Just as big investment returns made 2023 a banner year for the funded status of U.S. corporate-sponsored pension plans, they did the same for total global pension assets.
The latter swelled by a healthy 11% last year, reaching $55.7 trillion, according to Willis Towers Watson’s Thinking Ahead Institute (TAI), which released its annual study on the topic.
That was an about-face from 2022, when pension assets suffered their steepest annual decline since the global financial crisis, more than 15 years ago. The growth resulted largely from strong performances by capital markets. TAI estimated that the return for a “reference portfolio” of 60% global equities and 40% global bonds stood at 16.6% in the 12 months through December 2023.
Despite the surge, pension assets remain behind their pre-2022 position.
“This global growth is not yet rapid, but it is far better than the experience a year before,” said TAI director Jessica Gao. “Inflation has moderated, and as a result financial markets have remained supported by interest rates, which also appear to have peaked, at least for now, in most countries.”
The TAI study focused on a group of 22 countries (the P22) that accounted for the vast majority of total invested assets. Among that group, 91% of assets were held in seven countries (the P7): Australia, Canada, Japan, Netherlands, Switzerland, the United Kingdom, and the United States. The U.S. alone accounted for two-thirds (64%) of the total P22 assets.
Other notes from the TAI study:
- The report warned that systemic risk (or the possibility of a malfunction of the pension system) is continuing to rise. The principal areas of such risk are geopolitical confrontation, climate change, biodiversity loss, inequality and social division, and financial system plumbing. “The investment industry is scrambling to develop robust models to measure and adapt to systemic risk,” the report said. “Organizational resilience has emerged as a crucial concept for the industry to become adaptable to a more difficult operating environment.”
- Government influence on pension plans is high, as governments look for new ways to fund efforts to overcome “capital-hungry systemic issues” such as energy transition, climate change mitigation, and sustained technology growth.
- The long, slow shift from defined benefit (DB) plans to defined contribution (DC) plans continued. At the end of 2023, among P7 countries 58% of global pension assets were in DB plans, 42% in DC plans. “However,” TAI observed, “there is growing sentiment that this shift may be going too far, with concerns about the adequacy of retirement income and the loss of financial security among retirees.” IBM’s recent decision to reopen its defined benefit plan after being frozen for 15 years “reflects a recognition of the limitations of DC plans in delivering secure and predictable retirement income.”
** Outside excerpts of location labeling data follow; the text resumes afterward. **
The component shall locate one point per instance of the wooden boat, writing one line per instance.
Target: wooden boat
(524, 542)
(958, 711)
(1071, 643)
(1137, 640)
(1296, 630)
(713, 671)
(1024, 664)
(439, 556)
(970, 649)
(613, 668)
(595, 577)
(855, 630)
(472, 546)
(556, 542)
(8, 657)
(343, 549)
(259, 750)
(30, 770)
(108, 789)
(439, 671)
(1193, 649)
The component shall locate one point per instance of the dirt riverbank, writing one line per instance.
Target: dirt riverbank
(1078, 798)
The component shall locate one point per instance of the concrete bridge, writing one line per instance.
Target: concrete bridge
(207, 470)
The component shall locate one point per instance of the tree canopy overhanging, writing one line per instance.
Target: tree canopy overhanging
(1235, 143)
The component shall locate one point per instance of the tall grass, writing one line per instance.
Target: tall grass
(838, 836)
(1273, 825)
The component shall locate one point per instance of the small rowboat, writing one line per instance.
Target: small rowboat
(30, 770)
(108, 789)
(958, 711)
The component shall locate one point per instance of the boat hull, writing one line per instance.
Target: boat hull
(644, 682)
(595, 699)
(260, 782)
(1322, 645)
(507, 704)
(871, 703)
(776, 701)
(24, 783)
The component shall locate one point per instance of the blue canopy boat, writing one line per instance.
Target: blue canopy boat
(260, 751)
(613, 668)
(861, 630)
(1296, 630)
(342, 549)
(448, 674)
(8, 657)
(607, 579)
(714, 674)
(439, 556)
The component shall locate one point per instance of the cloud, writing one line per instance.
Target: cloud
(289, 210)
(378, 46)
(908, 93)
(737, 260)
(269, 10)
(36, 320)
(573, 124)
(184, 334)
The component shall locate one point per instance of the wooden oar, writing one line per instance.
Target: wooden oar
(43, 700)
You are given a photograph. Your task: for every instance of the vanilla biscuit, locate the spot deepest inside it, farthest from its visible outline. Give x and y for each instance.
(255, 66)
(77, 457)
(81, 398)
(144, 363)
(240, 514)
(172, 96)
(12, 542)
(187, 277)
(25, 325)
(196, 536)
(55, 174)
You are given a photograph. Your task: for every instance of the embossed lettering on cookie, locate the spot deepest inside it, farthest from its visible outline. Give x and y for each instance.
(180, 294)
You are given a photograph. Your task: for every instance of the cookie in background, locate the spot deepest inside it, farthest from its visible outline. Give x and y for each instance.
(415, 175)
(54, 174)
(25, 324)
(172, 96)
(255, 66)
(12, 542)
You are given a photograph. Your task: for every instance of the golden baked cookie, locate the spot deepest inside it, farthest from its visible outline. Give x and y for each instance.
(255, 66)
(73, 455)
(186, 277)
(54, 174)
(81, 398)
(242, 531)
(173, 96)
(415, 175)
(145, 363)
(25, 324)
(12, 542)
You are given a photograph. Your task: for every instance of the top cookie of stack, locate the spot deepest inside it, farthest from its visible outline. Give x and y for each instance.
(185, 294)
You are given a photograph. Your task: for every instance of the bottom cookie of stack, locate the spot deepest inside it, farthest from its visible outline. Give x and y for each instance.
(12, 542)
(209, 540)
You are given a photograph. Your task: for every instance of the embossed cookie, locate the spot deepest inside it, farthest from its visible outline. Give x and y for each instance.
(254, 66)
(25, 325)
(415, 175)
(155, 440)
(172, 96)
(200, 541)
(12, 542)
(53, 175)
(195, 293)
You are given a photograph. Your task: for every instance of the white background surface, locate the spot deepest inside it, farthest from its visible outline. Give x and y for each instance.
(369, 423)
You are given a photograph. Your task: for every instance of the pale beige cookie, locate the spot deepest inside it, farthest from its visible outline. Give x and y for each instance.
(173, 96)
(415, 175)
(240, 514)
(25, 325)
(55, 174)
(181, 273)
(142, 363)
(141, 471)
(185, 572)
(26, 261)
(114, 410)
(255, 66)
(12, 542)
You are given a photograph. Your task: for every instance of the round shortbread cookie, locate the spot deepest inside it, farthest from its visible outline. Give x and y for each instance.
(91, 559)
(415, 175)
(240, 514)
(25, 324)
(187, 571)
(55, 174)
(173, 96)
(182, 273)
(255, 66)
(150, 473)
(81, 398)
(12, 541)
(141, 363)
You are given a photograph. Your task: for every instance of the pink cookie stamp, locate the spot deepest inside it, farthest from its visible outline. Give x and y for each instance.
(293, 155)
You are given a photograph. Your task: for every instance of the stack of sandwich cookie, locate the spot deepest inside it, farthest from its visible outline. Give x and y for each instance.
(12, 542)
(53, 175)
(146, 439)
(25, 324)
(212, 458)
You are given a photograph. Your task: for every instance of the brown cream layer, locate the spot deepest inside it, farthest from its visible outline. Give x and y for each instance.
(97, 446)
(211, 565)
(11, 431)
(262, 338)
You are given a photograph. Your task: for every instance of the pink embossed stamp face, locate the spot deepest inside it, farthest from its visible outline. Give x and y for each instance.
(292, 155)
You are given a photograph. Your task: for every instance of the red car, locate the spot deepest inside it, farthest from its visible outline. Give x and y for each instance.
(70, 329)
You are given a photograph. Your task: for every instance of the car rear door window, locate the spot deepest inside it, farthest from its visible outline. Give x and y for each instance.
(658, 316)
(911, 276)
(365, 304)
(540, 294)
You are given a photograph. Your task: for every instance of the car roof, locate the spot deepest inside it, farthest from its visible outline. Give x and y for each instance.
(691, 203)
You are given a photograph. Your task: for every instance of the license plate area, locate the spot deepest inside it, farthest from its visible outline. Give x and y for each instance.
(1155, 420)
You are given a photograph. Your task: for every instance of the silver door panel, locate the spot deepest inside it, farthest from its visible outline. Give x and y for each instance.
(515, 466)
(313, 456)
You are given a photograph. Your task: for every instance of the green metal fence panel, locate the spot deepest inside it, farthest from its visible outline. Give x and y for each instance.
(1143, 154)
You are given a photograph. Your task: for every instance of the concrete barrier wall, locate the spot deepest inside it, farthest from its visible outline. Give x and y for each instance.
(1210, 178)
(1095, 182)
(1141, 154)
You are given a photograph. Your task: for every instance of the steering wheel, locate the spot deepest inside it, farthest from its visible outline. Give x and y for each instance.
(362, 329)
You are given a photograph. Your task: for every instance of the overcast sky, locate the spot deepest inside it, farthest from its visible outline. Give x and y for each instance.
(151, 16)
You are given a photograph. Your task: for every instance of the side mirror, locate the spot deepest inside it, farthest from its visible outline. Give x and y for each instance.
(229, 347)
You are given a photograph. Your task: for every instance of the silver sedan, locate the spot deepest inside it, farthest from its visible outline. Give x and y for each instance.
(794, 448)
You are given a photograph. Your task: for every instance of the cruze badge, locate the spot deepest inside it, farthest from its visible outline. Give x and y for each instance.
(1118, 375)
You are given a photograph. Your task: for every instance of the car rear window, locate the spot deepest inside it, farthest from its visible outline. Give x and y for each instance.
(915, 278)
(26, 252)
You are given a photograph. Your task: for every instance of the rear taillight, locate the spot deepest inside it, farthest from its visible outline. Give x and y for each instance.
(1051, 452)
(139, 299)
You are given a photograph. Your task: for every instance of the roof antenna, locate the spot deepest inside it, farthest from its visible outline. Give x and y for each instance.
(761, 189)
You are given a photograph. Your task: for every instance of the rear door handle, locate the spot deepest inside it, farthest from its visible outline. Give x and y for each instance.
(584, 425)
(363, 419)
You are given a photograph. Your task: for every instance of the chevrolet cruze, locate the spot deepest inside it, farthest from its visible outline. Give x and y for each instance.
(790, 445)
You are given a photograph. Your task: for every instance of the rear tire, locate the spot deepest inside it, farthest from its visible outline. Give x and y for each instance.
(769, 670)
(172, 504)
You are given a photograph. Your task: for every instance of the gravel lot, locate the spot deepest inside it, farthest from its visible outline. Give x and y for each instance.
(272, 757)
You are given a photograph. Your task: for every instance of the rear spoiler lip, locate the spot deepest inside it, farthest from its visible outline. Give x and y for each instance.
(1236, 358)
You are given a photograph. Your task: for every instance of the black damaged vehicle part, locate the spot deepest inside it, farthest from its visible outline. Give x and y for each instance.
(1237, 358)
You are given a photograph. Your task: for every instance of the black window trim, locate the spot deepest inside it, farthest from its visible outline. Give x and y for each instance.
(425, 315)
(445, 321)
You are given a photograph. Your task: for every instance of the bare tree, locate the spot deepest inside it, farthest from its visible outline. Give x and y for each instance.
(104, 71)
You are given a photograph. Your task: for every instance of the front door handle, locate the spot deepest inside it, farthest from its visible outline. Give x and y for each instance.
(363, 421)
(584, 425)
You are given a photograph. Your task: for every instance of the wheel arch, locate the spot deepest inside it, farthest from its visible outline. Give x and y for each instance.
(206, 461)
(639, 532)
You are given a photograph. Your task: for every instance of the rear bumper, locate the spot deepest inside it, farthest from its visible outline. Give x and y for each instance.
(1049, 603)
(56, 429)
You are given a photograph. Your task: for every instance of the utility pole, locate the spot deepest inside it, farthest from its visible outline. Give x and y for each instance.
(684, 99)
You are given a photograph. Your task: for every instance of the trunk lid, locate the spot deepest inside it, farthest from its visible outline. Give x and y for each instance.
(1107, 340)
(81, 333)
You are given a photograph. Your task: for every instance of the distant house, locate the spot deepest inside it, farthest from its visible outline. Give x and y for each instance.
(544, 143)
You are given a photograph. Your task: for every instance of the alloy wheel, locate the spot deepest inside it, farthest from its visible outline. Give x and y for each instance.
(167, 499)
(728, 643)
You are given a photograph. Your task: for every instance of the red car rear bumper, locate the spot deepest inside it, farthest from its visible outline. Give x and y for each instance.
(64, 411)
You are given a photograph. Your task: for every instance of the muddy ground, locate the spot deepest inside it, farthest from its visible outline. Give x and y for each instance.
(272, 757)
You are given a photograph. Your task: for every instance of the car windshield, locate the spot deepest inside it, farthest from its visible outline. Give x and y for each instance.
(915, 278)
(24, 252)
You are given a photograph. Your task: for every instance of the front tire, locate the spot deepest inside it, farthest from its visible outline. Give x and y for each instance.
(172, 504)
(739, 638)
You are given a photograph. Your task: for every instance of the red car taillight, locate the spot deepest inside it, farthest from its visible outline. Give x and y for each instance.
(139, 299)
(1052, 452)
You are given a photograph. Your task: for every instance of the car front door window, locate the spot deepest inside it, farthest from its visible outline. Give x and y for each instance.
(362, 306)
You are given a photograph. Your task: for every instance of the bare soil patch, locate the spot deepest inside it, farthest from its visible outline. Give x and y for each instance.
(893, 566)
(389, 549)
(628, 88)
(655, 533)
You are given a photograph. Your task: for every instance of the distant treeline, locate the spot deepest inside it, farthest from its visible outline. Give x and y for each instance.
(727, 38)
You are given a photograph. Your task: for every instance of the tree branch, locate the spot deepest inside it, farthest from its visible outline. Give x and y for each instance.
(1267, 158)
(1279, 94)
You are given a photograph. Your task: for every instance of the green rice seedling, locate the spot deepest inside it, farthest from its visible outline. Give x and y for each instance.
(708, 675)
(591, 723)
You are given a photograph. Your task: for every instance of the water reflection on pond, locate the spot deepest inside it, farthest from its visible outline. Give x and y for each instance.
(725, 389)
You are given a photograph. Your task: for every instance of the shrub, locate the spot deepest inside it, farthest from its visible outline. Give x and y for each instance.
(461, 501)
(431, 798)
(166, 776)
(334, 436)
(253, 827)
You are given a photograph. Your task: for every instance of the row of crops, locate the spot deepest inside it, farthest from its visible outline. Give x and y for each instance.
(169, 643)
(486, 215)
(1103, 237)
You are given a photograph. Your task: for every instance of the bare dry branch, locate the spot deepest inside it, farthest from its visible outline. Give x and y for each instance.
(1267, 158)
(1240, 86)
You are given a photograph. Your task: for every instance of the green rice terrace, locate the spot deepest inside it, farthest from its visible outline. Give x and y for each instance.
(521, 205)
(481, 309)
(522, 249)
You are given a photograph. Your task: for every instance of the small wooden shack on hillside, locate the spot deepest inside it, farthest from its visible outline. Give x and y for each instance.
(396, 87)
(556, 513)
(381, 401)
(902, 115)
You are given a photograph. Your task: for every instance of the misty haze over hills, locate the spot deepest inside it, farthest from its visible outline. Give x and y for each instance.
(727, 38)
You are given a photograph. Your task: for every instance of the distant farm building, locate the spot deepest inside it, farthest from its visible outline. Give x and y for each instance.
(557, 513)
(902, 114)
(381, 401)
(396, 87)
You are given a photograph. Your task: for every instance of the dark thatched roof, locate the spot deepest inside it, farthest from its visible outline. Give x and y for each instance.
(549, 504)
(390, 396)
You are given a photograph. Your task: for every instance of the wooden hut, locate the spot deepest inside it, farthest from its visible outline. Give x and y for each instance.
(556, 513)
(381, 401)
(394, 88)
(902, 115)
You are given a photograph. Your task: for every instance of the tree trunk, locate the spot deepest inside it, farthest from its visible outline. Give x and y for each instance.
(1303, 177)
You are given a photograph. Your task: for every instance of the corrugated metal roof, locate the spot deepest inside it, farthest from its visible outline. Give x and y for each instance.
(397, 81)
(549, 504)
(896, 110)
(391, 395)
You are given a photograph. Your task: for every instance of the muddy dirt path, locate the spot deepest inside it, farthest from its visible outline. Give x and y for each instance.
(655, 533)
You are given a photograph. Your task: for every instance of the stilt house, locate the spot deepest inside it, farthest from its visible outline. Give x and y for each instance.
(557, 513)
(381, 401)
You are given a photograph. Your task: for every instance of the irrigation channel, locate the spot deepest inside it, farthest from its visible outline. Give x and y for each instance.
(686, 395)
- Also continuing was an elongated decrease in assets allocated to equities. Where such allocation was 51% twenty years ago, it’s edged down to 42% now. Allocation to bonds was 36% in both 2003 and 2023, while “other” asset classes, from real estate to infrastructure to private equity, have climbed from 12% to 20% of allocated assets.
The P22 refers to the 22 largest pension markets included in the study which are Australia, Brazil, Canada, Chile, China, Finland, France, Germany, Hong Kong, India, Ireland, Italy, Japan, Malaysia, Mexico, Netherlands, South Africa, South Korea, Spain, Switzerland, the U.K. and the U.S.